= Military service tribunals =

British Army administrative bodies in World War I

Military service tribunals were bodies formed by borough, urban district and rural district councils to hear applications for exemption from conscription into the British Army during the First World War. Although not strictly recruiting bodies, they played an important part in the process of conscription. Tribunals were published as part of the Derby Scheme in 1915, but were continued on a statutory basis by the Military Service Act 1916, which brought in conscription.

There were 2,086 local military service tribunals, with 83 county appeal tribunals (formed by county councils) to hear appeals by applicants not happy with the local tribunal decision.

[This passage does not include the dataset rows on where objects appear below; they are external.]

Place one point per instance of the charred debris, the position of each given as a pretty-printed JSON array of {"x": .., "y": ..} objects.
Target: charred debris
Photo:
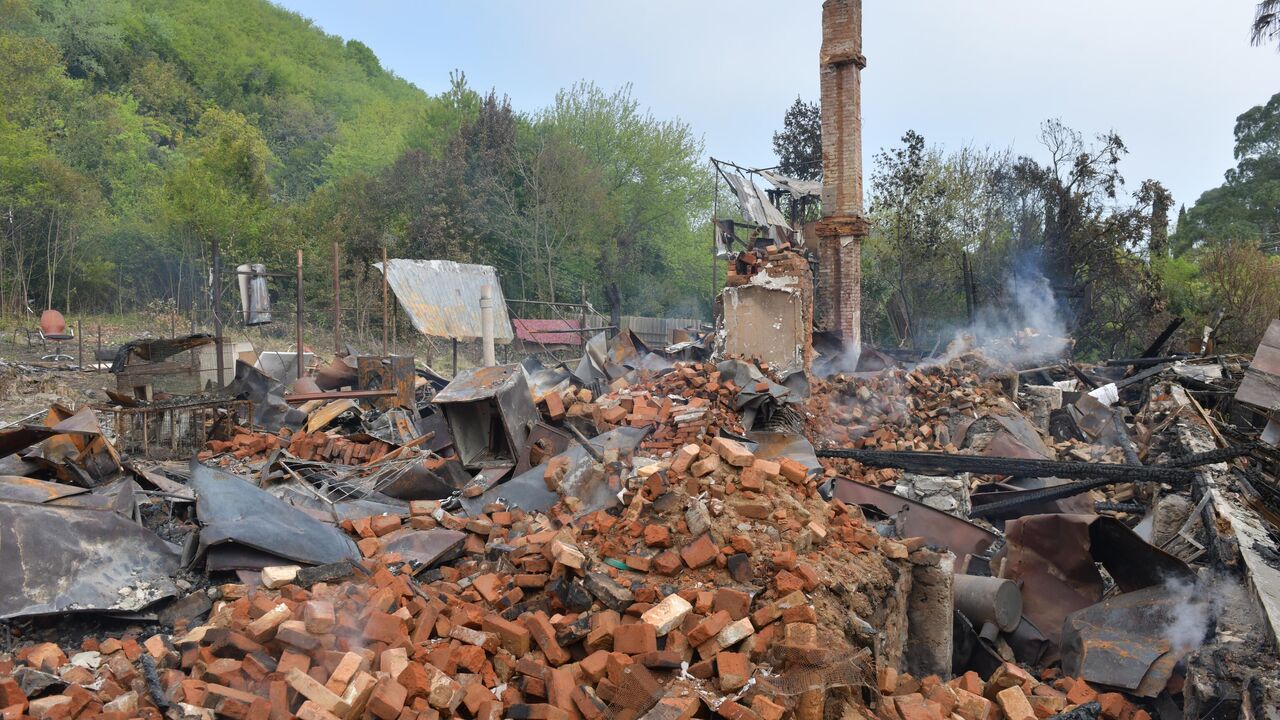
[
  {"x": 763, "y": 520},
  {"x": 653, "y": 533}
]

A Central Tribunal at Westminster in London served, solely at the discretion of the Appeals Tribunal, as the final court of appeal; it largely dealt with difficult cases that would stand as precedent for local tribunals.

Although they are best known for their often heavy-handed attitude towards cases of conscientious objection, most of the tribunals' work dealt with domestic and business matters. Men could apply on the grounds of their doing work of national importance, business or domestic hardship, medical unfitness, or conscientious objection. Only around two per cent of applicants were conscientious objectors. After the war, conscience cases became more prominent and tribunals are known for their (genuinely) harsh treatment of objectors.

A very large number of men applied: by the end of June 1916, 748,587 men had applied to tribunals. Over the same period around 770,000 men joined the army. Most men were given some kind of exemption, usually temporary (between a few weeks and six months) or conditional on their situation at work or home remaining serious enough to warrant their retention at home. In October 1.12 million men nationally held tribunal exemption or had cases pending, by May 1917 this had fallen to 780,000 exempt and 110,000 pending. At this point there were also 1.8 million men with exemptions granted by the government (for example, those working in war industries); combined these exemptions covered more men than were serving overseas with the British Army. Some men were exempted on the condition that they joined the Volunteer Training Corps for part-time training and home defence duties; by February 1918, 101,000 men had been directed to the Corps by the tribunals.